Urgent need for the next generation of new cars to help the market
In the context of slowing growth, Tesla's expectations for sales are also becoming more conservative.
After the financial report was released, Tesla did not provide a sales target for this year as usual. Faced with the question of whether Tesla expects to achieve a 50% compound annual growth rate in sales in 2024 or 2025, Tesla CFO Vaibaf Tania candidly stated that "Tesla will not grow at the same rate in certain periods." Analysts predict that Tesla's car sales this year will be about 2.2 million units, a year-on-year increase of about 20%.
In its financial report, Tesla also mentioned that "this year's sales growth rate may be significantly lower than last year's growth rate, as the Tesla team is committed to launching the next generation of cars at the Texas super factory." In response, Musk revealed that "the next generation of cars is expected to be put into production in the second half of 2025." This news immediately drew attention.
In fact, as competition in the new energy vehicle market intensifies, Chinese car companies are achieving "overtaking on the bend" with the help of new energy vehicles. "If there were no trade barriers, Chinese car companies could take over most of the other car companies in the world," Musk said bluntly. "Chinese car companies are the most competitive in the world and will achieve extraordinary success outside of China.". Industry insiders believe that the rapid rise of Chinese car companies in the new energy vehicle market has also brought pressure to Tesla. At this time, Tesla urgently needs to launch a model with more cost and price advantages compared to the Model "3Y" to stimulate sales.

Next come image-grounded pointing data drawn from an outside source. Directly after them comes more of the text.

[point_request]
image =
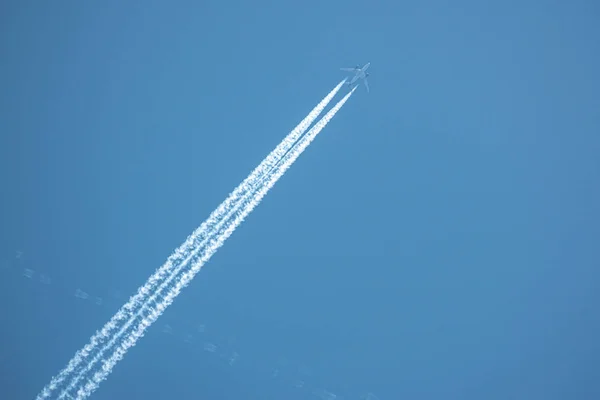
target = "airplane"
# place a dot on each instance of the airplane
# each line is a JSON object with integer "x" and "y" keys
{"x": 359, "y": 73}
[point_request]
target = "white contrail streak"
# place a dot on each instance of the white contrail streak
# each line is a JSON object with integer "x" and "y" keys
{"x": 216, "y": 242}
{"x": 127, "y": 311}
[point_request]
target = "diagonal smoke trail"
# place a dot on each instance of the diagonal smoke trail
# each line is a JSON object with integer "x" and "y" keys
{"x": 216, "y": 242}
{"x": 127, "y": 311}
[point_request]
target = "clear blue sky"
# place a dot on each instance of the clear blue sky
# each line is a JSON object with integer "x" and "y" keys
{"x": 439, "y": 240}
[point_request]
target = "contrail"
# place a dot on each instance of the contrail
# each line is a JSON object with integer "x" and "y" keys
{"x": 216, "y": 242}
{"x": 127, "y": 311}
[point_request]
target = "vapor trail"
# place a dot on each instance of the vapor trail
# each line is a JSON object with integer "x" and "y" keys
{"x": 215, "y": 243}
{"x": 127, "y": 311}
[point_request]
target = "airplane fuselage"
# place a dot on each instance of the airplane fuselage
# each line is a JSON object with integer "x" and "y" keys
{"x": 360, "y": 73}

Musk has revealed that the size of the next generation model will be smaller than the currently available Model 3 and Model Y, and the cost will be half of the existing platform. Yan Jinghui, a member of the Expert Committee of the China Association of Automobile Manufacturers, stated that Tesla's four models on sale have been available for many years and require further expansion of vehicle models. At the same time, lower cost models can also attract more customer groups through more affordable prices, thereby helping Tesla seize more market share.
"Currently, Tesla is in between two major 'growth waves'." Musk admitted that the first wave began with the global expansion of the Model 3/Y platform, and the next growth wave will be initiated by the global expansion of the next-generation automotive platform. ". In his view, the production of a new car model will be a challenging project, but through optimization, the model may change the game rules of large-scale automobile production. For the arrival of the new car, Musk even stated that he would "sleep on the production line".
While accelerating the mass production of next-generation models, Tesla's research and development investment is also constantly increasing. The financial report shows that Tesla's R&D expenses last year were 3.969 billion US dollars (approximately 28.3 billion yuan). Tesla officials have stated that Tesla is continuously investing its main energy and resources into technology research and development.